No gráfico, o ouro à vista mantém-se abaixo da SMA de 100 dias e abaixo da banda média de Bollinger, com o RSI perto de 42. Os níveis de resistência situam-se perto de 4.415 dólares, depois em torno de 4.685 dólares, e na SMA de 100 dias próxima de 4.762 dólares. O suporte é indicado em torno de 4.142 dólares na banda inferior de Bollinger, com uma quebra a apontar para uma retração mais profunda em direção a mínimos anteriores.
Reação do Mercado e Perspetiva Técnica
Vemos a atual subida do ouro como uma reação temporária à alteração das expetativas de taxas de juro, e não como o início de uma nova tendência altista.
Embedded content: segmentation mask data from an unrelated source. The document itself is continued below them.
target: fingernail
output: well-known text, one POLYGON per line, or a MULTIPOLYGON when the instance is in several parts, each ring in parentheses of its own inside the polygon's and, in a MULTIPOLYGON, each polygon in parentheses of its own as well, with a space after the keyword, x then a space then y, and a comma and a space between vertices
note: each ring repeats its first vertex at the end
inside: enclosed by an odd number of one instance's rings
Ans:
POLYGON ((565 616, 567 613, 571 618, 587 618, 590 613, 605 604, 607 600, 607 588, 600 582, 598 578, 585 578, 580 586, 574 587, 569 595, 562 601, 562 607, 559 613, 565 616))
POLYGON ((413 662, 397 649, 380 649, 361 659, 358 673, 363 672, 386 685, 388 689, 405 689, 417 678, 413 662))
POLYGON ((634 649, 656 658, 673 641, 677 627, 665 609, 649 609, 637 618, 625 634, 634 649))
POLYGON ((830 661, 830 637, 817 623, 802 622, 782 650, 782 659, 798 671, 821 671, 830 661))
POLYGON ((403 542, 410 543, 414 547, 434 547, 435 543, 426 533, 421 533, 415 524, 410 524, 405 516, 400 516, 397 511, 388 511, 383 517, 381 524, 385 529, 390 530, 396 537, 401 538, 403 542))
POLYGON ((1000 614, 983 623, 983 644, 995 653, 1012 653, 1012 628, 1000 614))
O principal efeito do acordo de paz é a redução do risco geopolítico, o que historicamente atenua a procura por ativos de refúgio como o ouro. Esta recuperação até à resistência é provável que constitua uma oportunidade para posicionamento com vista a uma inversão.
O mercado está focado na ferramenta CME FedWatch, que reduziu as probabilidades de uma subida de taxas em dezembro, mas este é um fator secundário. O Índice de Preços no Consumidor (CPI) dos EUA referente a maio de 2026, divulgado na semana passada, fixou-se nuns ainda elevados 3,1% e, com a reabertura do Estreito de Ormuz, esperamos que os preços do petróleo recuem, o que será desinflacionista no longo prazo. Isto reduz o apelo do ouro enquanto proteção contra a inflação.
Do ponto de vista técnico, o ouro continua numa posição fraca abaixo da sua média móvel simples de 100 dias. Encaramos o movimento atual como uma recuperação corretiva, que é provável que seja vendida à medida que se aproxima da resistência perto do nível de 4.415 dólares. Os indicadores subjacentes de momentum não sustentam uma subida sustentada a partir daqui.
Perspetiva Estratégica e Contexto Histórico
Para traders de derivados, isto apresenta uma oportunidade para comprar opções put com vencimento nas próximas 4 a 6 semanas. Esta estratégia permite-nos beneficiar de uma potencial queda à medida que o mercado assimila o impacto total do acordo de paz, ao mesmo tempo que limita a perda potencial. A volatilidade implícita poderá estar baixa face às “boas notícias”, tornando as opções relativamente baratas.
Importa reconhecer que as compras por bancos centrais continuam a ser um forte fator de suporte para o ouro. O relatório do Conselho Mundial do Ouro (World Gold Council) relativo ao 1.º trimestre de 2026 mostrou que os bancos centrais globais acrescentaram mais 290 toneladas às suas reservas, prolongando a tendência dos últimos anos. Esta procura consistente deverá ajudar a estabelecer um piso e impedir uma queda acentuada dos preços.
Historicamente, a remoção de um prémio de risco geopolítico significativo tem conduzido a fraqueza no ouro. Após o fim da primeira Guerra do Golfo, em 1991, os preços do ouro derraparam de forma constante durante meses, à medida que a estabilidade regressava. Antecipamos que um padrão semelhante possa materializar-se, em que este rally inicial perde força e dá lugar a uma tendência de queda de médio prazo.